In a show that thrives on unexpectedly killing off its characters, Jon's one of two to be brought back from the dead. That the Lord of Light decided to resurrect him led many to believe he was destined for something greater. Seasons passed and that great moment did not come. Predicted to kill the Night King and end the Long Night that was prophesied, it's his sister, Arya, who gets the job done. When Jon's big moment does come, it had all the makings of explosive, poetic drama – as the 'shield that guards the realms of men', he puts a knife through the heart of a mad queen bent on sacking cities and murdering innocents around the world. What really transpires is him stabbing the only other Targaryen left in the world after she'd promised they'd rule together. Jon's lost the two great loves of his life, the second by his own hand. Love is the death of duty, but sometimes, duty is the death of love. The idea that a God would resurrect him just to kill the love of his life casts deep doubts on the idea of faith and religion itself.

For his treason, Jon ends up at the same place he started out – Castle Black. Only this time he isn't there by choice, but sentenced to a life in exile. The argument that he's come full circle holds much less weight when you consider that the rest of the Starks have become the best, most empowered versions of themselves. Raised an outcast, Jon must now live out the rest of his life as one.

There's a case to be made for why he should've taken the Iron Throne instead. Unlike his brother Robb, his military acumen is sketchy at best (though that's what a Master of War is for), but he's stood up against invading cavalries and undead dragons with nothing but a sword in hand and an unshakeable courage. Unlike his sister Sansa, he hasn't really tapped into the vein of what it is the people really need, but he's taken a knife in the heart for them. What he does have is the unparalleled ability to unite people from all reaches of the realm, something the fractious continent of Westeros needs now more than ever. Maybe that's what Tyrion's criteria for selecting the next ruler of Westeros should've been, although his other –  'a good story' – fits Jon too. What better story than that of a bastard who joined the Night's Watch, became its Lord Commander, died, was resurrected, lost his home, fought its usurper to get it back, became King in the North, rode a dragon and saved a realm?

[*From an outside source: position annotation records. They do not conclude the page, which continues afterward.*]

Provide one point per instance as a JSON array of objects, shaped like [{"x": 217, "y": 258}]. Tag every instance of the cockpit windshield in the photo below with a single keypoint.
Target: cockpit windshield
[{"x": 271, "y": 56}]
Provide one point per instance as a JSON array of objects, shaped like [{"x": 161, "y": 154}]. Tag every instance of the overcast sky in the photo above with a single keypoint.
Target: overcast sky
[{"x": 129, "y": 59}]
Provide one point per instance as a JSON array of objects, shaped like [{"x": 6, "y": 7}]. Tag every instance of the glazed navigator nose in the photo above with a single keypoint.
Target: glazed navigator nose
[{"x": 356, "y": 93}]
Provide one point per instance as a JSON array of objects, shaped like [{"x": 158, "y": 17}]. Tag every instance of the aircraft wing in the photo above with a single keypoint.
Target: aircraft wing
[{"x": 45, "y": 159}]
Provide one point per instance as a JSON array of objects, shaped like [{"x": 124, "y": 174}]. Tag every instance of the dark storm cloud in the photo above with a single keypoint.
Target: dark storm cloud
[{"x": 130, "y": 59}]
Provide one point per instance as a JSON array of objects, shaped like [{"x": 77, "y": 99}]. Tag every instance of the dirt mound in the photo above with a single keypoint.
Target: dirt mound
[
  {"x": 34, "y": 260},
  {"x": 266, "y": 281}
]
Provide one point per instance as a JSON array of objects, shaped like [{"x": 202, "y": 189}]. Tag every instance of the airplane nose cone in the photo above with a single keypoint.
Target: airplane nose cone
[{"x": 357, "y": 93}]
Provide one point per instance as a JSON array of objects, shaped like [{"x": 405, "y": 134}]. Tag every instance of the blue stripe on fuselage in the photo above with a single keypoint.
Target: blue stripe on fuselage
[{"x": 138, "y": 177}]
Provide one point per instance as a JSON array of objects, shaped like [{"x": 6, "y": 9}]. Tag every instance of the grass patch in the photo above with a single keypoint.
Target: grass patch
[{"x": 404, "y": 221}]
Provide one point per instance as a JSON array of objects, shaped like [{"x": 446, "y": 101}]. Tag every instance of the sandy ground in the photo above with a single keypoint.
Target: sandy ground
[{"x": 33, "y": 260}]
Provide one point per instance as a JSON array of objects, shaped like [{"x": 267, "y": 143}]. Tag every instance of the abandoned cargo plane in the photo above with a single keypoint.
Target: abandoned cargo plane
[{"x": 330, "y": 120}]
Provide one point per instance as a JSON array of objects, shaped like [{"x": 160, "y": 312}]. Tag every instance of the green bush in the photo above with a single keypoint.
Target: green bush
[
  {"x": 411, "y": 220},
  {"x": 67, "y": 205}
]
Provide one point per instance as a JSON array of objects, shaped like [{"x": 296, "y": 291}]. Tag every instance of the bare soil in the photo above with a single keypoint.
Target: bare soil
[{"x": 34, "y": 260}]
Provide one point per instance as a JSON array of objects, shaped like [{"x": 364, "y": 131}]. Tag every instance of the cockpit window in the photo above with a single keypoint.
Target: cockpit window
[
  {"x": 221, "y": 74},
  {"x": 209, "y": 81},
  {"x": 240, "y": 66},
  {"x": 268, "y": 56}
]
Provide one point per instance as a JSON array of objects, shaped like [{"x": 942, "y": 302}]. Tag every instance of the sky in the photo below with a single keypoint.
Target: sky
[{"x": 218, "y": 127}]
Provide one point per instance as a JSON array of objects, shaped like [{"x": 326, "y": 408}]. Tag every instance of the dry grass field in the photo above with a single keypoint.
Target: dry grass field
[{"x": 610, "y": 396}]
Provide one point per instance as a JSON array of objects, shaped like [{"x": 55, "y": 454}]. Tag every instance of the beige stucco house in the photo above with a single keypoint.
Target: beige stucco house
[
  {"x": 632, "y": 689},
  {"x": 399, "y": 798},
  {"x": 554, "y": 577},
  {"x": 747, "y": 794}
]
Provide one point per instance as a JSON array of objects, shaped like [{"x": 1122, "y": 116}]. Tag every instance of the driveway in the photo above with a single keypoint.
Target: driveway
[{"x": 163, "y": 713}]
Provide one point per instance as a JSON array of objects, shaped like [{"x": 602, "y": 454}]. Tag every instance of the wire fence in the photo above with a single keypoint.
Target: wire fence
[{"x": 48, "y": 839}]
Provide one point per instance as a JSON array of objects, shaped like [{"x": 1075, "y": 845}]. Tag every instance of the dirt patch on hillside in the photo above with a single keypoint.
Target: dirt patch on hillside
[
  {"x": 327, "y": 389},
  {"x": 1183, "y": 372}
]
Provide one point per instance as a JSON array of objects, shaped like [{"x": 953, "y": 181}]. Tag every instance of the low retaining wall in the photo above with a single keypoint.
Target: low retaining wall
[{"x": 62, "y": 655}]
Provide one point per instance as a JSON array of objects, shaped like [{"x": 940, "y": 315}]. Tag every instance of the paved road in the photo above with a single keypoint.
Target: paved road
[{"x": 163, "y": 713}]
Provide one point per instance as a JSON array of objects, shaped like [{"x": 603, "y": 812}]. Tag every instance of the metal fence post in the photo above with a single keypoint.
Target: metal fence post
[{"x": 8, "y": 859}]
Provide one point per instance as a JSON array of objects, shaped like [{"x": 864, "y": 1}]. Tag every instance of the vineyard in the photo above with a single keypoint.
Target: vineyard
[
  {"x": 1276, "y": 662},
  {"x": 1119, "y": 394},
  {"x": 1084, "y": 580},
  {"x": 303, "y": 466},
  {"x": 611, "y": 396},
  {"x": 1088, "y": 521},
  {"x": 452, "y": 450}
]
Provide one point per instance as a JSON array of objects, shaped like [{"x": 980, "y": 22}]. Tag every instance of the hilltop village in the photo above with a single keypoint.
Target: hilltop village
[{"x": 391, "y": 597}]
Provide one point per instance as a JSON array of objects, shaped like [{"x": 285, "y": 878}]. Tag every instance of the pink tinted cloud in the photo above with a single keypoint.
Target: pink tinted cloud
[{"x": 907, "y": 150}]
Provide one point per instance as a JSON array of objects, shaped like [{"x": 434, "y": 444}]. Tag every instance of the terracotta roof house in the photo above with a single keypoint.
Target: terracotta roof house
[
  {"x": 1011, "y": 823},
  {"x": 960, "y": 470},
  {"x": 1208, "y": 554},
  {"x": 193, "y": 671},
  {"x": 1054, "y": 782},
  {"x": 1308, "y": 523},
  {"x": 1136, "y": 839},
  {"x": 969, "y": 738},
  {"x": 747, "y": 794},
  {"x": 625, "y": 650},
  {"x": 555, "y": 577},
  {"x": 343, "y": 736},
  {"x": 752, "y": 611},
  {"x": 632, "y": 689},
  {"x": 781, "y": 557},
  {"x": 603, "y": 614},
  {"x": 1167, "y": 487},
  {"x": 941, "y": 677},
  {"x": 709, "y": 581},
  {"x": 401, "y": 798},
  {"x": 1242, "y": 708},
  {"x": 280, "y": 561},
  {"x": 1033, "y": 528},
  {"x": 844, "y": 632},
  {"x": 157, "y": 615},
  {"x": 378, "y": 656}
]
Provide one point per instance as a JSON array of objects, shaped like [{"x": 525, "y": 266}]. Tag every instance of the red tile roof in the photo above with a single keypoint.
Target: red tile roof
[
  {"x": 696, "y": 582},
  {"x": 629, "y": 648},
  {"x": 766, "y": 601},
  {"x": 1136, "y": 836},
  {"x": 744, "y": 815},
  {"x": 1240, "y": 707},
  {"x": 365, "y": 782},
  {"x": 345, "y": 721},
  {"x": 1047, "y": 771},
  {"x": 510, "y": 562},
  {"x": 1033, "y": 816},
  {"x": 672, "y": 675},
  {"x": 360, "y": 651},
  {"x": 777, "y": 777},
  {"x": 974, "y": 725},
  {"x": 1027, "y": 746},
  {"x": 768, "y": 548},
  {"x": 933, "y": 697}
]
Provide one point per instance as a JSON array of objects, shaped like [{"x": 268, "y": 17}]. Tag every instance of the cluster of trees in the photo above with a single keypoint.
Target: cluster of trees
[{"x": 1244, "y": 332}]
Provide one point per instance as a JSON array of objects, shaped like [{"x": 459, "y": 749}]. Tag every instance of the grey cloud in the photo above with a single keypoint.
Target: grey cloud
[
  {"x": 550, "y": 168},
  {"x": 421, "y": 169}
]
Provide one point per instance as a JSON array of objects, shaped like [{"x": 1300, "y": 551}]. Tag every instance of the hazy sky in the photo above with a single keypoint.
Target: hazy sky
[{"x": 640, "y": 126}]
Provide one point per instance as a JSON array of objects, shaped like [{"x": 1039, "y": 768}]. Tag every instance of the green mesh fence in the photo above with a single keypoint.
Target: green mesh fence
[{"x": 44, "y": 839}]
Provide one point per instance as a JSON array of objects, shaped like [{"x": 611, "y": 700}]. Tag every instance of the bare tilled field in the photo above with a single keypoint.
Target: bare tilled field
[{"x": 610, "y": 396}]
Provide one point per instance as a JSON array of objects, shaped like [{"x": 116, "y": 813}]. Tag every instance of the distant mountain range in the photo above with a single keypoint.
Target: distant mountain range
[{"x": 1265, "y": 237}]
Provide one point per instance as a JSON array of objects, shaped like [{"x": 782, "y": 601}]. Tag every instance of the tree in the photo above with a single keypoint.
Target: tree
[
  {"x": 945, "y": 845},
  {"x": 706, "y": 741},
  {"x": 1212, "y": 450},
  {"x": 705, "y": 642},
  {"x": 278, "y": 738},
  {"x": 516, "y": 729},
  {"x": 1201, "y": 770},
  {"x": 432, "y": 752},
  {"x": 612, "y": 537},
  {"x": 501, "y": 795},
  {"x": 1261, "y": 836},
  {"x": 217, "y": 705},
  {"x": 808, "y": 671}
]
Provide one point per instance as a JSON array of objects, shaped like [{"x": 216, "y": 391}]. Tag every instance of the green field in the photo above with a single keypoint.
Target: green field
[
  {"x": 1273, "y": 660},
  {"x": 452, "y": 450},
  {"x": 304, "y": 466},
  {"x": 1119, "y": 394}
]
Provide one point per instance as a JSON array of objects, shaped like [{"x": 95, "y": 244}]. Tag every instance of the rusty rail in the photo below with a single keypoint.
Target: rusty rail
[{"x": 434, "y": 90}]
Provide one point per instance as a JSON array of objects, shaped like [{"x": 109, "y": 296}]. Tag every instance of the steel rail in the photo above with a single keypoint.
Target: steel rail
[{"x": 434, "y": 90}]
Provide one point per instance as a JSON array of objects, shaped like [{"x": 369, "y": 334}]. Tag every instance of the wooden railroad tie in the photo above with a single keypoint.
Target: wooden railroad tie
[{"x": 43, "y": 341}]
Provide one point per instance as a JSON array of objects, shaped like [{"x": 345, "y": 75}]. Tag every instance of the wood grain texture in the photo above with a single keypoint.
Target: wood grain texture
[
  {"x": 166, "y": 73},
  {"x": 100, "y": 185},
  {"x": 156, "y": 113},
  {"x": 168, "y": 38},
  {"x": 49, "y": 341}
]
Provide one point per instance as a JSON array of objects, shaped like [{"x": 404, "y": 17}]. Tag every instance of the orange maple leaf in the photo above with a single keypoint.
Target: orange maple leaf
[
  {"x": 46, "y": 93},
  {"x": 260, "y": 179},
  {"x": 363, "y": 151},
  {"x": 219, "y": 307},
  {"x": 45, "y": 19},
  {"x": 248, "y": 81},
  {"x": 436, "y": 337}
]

A lifetime at the Night's Watch as its 1000th Lord Commander is not the worst fate for a character on a show on which others have been beheaded, burnt alive by dragonfire and devoured by their own hounds. But the very reason Jon joined the outfit in season 1 was to find a sense of place in a world that wasn't kind to bastards. Now that he knows who he is more than ever, being banished to the bleak North without home, family or honour seems particularly cruel. His identity as a Targaryen prince never becomes his destiny, relegated instead to plot device meant to stir up Daenerys' dormant madness.

"A Targaryen alone in the world is a terrible thing," said Maseter Aemon once. Bound by the laws of the Night's Watch, Jon can never marry or father children, which makes his fate all the more heartbreaking.

Born at the Tower of Joy, he winds up at quite possibly the most miserable place in Westeros. And what a tragedy that is.